Les travailleurs de l’ombre : Ratafia, toujours opérationnel à 87 ans

Jacaranda
L’équipe nationale malgache en tournée en Chine avec Ratafia (extrême droite).

Madagascar a en Ratafia, de son vrai nom Edmond Rakotoarivelo, un des plus anciens sinon le plus ancien des entraîneurs en basket-ball. A 87 ans, il entraîne toujours les équipes féminines du Stade Olympique de l’Emyrne, son club de toujours, mais avec quelques piges tant en équipe nationale que pour quelques formations ayant besoin d’un résultat immédiat.

En exerçant encore le métier d’entraîneur à 87, Ratafia devrait voir figurer son nom dans le livre des records, le fameux Guiness Book, ne serait que par ce record de longévité, car il a déjà présidé le collège des entraîneurs malgaches en 1974 ;

Meilleurs souvenirs. Outre le SOE avec qui il s’est lié d’amour, Ratafia a permis à l’équipe de l’ASUM de franchir des paliers pour arriver chez l’élite. « Les universitaires ont été très réceptives et cela a favorisé ma tâche d’autant plus que je m’entendais très bien avec le directeur du sport universitaire de l’époque, Rémy Rambeloson », confiait-il avant d’enchaîner sur ses meilleurs souvenirs.

Sur ce chapitre en effet, Ratafia a encore en mémoire son séjour de un mois et demi en Chine avec l’équipe nationale. C’était en 1974 où la délégation malgache a été accueillie par cinq provinces chinoises dans un bel élan d’amitié et de fraternité.

Il cite également la médaille d’or des Jeux des Iles de 1985 aux côtés d’illustres joueuses telles Bao Monique ou encore Baholy et Boeing en enchaînant sur les Jeux de la Francophonie de 1989 à Casablanca où il se trouvait dans la même chambre que le regretté Ntsoa, l’entraîneur de football bien connu.

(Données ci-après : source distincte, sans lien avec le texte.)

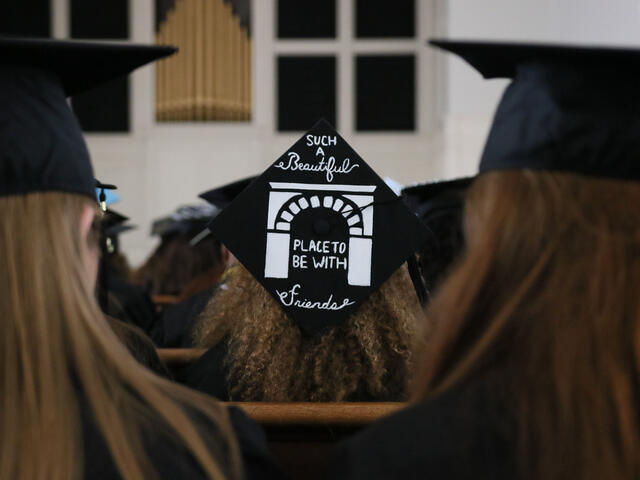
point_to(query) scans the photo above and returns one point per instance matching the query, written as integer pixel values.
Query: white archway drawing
(286, 200)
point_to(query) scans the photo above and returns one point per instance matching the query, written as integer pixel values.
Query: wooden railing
(315, 414)
(180, 356)
(301, 435)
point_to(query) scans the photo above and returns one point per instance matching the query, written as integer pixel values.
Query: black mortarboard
(319, 229)
(111, 218)
(222, 196)
(112, 225)
(41, 144)
(185, 220)
(439, 205)
(568, 108)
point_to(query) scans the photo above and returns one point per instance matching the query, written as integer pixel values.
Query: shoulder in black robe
(171, 460)
(464, 434)
(173, 329)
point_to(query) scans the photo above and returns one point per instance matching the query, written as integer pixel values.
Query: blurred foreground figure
(532, 368)
(321, 307)
(73, 402)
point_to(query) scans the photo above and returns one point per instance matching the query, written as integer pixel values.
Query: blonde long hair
(56, 349)
(545, 302)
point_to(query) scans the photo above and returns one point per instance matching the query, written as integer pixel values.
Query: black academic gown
(464, 434)
(173, 330)
(171, 460)
(209, 373)
(133, 304)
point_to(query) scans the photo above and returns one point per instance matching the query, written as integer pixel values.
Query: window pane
(99, 19)
(306, 91)
(306, 19)
(385, 92)
(25, 17)
(382, 18)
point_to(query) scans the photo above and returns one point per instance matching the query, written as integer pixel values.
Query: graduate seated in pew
(117, 296)
(178, 267)
(321, 307)
(439, 206)
(173, 329)
(73, 402)
(532, 368)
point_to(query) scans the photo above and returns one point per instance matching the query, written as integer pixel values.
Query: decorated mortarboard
(569, 108)
(223, 195)
(41, 143)
(320, 230)
(185, 220)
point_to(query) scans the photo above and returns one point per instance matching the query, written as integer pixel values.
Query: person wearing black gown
(74, 402)
(532, 369)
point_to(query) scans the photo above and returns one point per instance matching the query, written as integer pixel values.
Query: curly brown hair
(367, 358)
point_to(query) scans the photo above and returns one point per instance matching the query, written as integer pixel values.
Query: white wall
(472, 100)
(158, 167)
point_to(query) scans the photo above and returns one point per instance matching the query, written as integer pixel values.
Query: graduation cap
(223, 195)
(439, 206)
(568, 108)
(112, 225)
(429, 200)
(41, 143)
(185, 220)
(320, 230)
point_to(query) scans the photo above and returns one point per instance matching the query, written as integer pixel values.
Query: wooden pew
(179, 357)
(300, 434)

Une licence en 1947. Autant de bons souvenirs qui suffisent à faire le bonheur de cet homme snobé par l’Etat qui ne lui a offert en tout et pour tout que le Chevalier de mérite sportif acquis aux lendemains des Jeux Africains de Nairobi où Bako Ratsifandrihamanana a décroché l’or du 100m dos. Le Président Ratsiraka en a profité pour récompenser d’autres sportifs dont le boxeur Rakao et Ratafia non seulement pour ses performances au basket-ball, mais même pour son passé d’un sportif accompli.

Car dans ce domaine précis, Ratafia a des arguments à revendre avec une première licence en football en 1947 au sein de l’Orient Club de Tana.

Signe du temps ou de l’époque, un sportif jouait dans plusieurs disciplines et Ratafia ne faisait pas exception en défendant également les couleurs de Florissa Club de Tana qui est né de la scission avec le SOE Football.

Il a ensuite intégré les rangs du SOE rugby à XIII en 1950 dans un poste qui lui sied comme un gant, aux trois-quarts centres. Il se souvient comme c’était hier d’un match épique contre les Français de Carcassone et même de l’Equipe de France à XIII.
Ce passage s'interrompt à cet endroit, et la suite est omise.